We know the baby is not in distress so we take our time getting into the uterus.  We see a little meconium (baby poop) on the kids face- so there was fetal distress!  He has a nucal cord (umbilical cord around his neck) so I reduce that and pull him out.  He cries immediately- yay! A live baby!  Audrey and I close back up.  It’s about noon when I start my first case that was planned that day.

this woman has had a large abdomen for quite some time.  Ultrasound says it’s a large cyst.  Must be ovarian!  I open her thin protuberant abdomen.  Immediately there is a huge cyst in my view.  I open nearly from the pubis to the xyphoid.  Then im able to pull it up.  It’s about the size of a basketball.  I release omentum from it and then find it’s attached in two places.  I tie off these areas and get to lift it out of the abdomen.  Im guessing about 15lbs.  Her abdomen went from looking pregnant to looking scaphoid.
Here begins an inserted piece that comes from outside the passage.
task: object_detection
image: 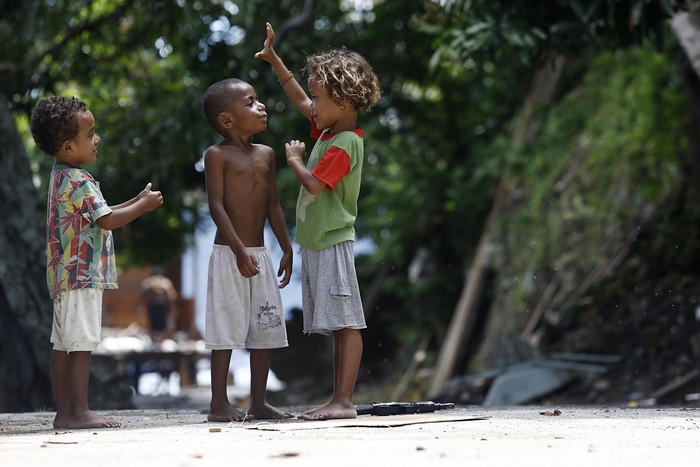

I go out to do some more consults and I find a guy sent over by the ER because he has a leg infection.  It appears he has drop foot and hasn’t walked for a while.  he says his legs have been infected 2 months and he hasn’t walked for a month because of pain.  I try to figure out where his pain started, what part of his leg.  It takes a lot of questioning as the nursing student translating for me I think is asking something different than what I said.  After about 4 minutes of talking I think it started at his knee then later he had pus coming out in different areas of his leg.  I ask to have him taken into the OR.  I see another couple of the consults as they get him ready with fluid and a spinal anesthetic.  They call me once the spinal has been placed.  The anesthetist walks out of the room shortly there after and is going about 10 minutes.  Where did he go?  He went out.. is the answer.  Out where?  We don’t know.  Rather than getting upset like is my instinct when this happens- i keep my cool and just watch the BP when it cycles and listen to the SAT monitor.  The guy remains stable as he had been given enough preload of fluids.  I start with the knee joint.  I try to pike a needle attached to a syringe in to get a sample of the knee fluid to see if it is obvious pus.  His leg is so swollen I cant seem to get it in the joint, or at least I cant pull anything into the syringe when i think Im in the joint.  But I decide it is suspicious enough that I open the side of the joint beside the patella anyway.  I do get some pus.  So I wash it out with dakins and put in a piece of sterile glove as a drain.   The remainder of the leg is swollen.  So I aim for the draining holes.  I probe each one with a forcep and then open along the direction of the largest part that avoids important structures like names nerves, names arteries, or named veins.  Of course there is bleeding from smaller vessels but packing the abscess sites helps stop that.  After I follow about 7 draining sites and open them, I cant feel or tell of any other place that needs to be opened.  So Ive packed them all then I wrap with elastic bandages.  It’s about 6 PM and I’ve gotten through the consults and surgeries so I head home to eat whatever Longue has made and am content to have a seat and some rest.